Namun, dalam pengawetan menggunakan bahan-bahan tersebut memerlukan
kondisi proses tertentu agar dihasilkan kinerja pengawetan yang optimal. Selain itu,
kemampuan dari akar kawao dan kulit batang manggis juga dilakukan untuk
mengetahui seberapa besar komponen yang terdapat dalam bahan tersebut untuk
mengawetkan nira tebu. Hasil yang diperoleh dari penelitan yang telah dilakukan
oleh Fillianty, dkk., yaitu nira tebu yang diberikan pengawet berupa akar kawao
dan kulit batang manggis, memberikan pengaruh positif terhadap kualitas nira tebu.

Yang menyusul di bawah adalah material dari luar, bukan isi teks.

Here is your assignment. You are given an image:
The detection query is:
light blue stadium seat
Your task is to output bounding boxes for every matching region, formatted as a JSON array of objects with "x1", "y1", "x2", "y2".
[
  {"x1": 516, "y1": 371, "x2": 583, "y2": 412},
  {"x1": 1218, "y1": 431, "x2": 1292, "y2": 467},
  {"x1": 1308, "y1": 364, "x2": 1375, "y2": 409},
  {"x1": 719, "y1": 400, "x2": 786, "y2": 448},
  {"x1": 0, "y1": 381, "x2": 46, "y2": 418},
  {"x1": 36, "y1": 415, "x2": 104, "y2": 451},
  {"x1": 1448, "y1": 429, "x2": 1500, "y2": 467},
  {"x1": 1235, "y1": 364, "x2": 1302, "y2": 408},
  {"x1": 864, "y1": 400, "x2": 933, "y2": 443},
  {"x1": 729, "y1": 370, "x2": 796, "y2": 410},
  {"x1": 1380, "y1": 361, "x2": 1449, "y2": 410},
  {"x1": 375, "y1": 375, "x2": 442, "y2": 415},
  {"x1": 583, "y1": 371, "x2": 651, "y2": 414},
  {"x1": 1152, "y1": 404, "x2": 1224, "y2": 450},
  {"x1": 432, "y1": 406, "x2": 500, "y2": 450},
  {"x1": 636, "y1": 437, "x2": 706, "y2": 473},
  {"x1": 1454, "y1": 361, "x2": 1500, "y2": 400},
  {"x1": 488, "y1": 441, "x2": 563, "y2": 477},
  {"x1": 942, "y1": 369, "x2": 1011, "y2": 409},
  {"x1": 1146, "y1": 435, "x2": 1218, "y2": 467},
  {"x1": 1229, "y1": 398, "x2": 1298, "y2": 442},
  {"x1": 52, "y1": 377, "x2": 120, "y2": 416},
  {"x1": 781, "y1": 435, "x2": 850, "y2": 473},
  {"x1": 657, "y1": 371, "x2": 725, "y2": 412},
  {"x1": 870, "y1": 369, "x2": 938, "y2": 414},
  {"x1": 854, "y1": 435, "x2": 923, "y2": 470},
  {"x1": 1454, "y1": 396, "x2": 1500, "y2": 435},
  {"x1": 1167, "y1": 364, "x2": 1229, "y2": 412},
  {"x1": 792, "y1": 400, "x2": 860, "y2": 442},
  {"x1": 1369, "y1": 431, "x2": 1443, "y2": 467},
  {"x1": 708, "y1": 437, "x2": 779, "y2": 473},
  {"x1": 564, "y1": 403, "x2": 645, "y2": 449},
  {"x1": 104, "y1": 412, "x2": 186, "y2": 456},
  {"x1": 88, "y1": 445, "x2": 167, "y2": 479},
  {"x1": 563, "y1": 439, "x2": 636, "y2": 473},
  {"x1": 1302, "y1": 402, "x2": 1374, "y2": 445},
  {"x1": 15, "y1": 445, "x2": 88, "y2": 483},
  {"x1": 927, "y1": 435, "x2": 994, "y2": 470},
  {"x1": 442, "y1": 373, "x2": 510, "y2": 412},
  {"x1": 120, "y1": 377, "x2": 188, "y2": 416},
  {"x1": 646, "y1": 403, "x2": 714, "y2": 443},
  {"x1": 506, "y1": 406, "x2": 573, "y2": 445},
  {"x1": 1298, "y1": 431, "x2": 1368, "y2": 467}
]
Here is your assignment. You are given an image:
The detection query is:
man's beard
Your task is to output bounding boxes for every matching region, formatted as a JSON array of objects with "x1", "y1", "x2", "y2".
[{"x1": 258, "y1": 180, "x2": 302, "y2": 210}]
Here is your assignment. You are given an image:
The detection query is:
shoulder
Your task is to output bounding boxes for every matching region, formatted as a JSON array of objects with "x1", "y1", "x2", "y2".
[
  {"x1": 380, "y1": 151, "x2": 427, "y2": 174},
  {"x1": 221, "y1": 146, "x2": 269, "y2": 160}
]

Seperti faktor suhu dan pengawet memberikan pengaruh positif terhadap kadar
sukrosa sebesar 0,452% dan 2,019% dengan signifikansi 94,6% dan 94%. Kedua
faktor tersebut juga memberikan pengaruh positif terhadap kadar gula pereduksi
sebesar 0,554% dan 2,072% dengan signifikansi 97,9% dan 97,3%.

Telah dilakukan pula penelitian terhadap nira tebu yang dilaksanakan oleh
Kultsum (2009), bahwa beliau meneliti nira tebu yang dimanfaatkan menjadi etanol
yang dapat digunakan sebagai pengganti bahan bakar bensin. Penelitian yang
dilakukan oleh Kultsum menggunakan nira tebu yang diperoleh dari 7 varietas tebu,
yaitu A1, A2, A3, A4, A5, A6, dan A7. Hasil yang diperoleh dari penelitian ini
adalah terdapat pengaruh variasi nira tebu dari beberapa varietas tebu dengan
penambahan sumber nitrogen (N) dari tepung kedelai hitam sebagai substrat
terhadap efisiensi fermentasi etanol. Variasi nira tebu dengan penambahan tepung
kedelai hitam dapat meningkatkan efisiensi fermentasi sebesar 22,01%.
Penelitian selanjutnya dilakukan oleh Koge, dkk. (2003), telah melakukan
penelitian terhadap kandungan antioksidan pada nira tebu dan fungsi lainnya dari
nira tebu. Mereka menyatakan bahwa di dalam nira tebu terdapat kandungan
antioksidan yang tinggi, antioksidan yang dikandung oleh nira tebu yaitu kakutou
yang bisa menghambat hyperlipemia, octacosanol yang bisa meningkatkan
aktivitas fisik, pemutih kulit manusia, sebagai anti-mutasi gen, dan untuk terapetik
lainnya.
Penelitian mengenai tebu juga dilakukan oleh Pallavi, dkk. (2012), yang
menganalisa antosianin pada tebu dan kemampuan anti kanker dari tebu. Penelitian
yang telah dilakukan ini memberikan hasil bahwa komponen antosianin dan
senyawa fenolik ditemukan di tebu dalam kadar yang tinggi. Data yang telah
disajikan terkait dengan komponen fenolik dan antosianin dari tebu serta aktifitas
anti kanker yang dimiliki oleh tebu seperti cytotoxicity memberikan efek 51,2%
terhadap aktifitas penghambatan kanker kolon.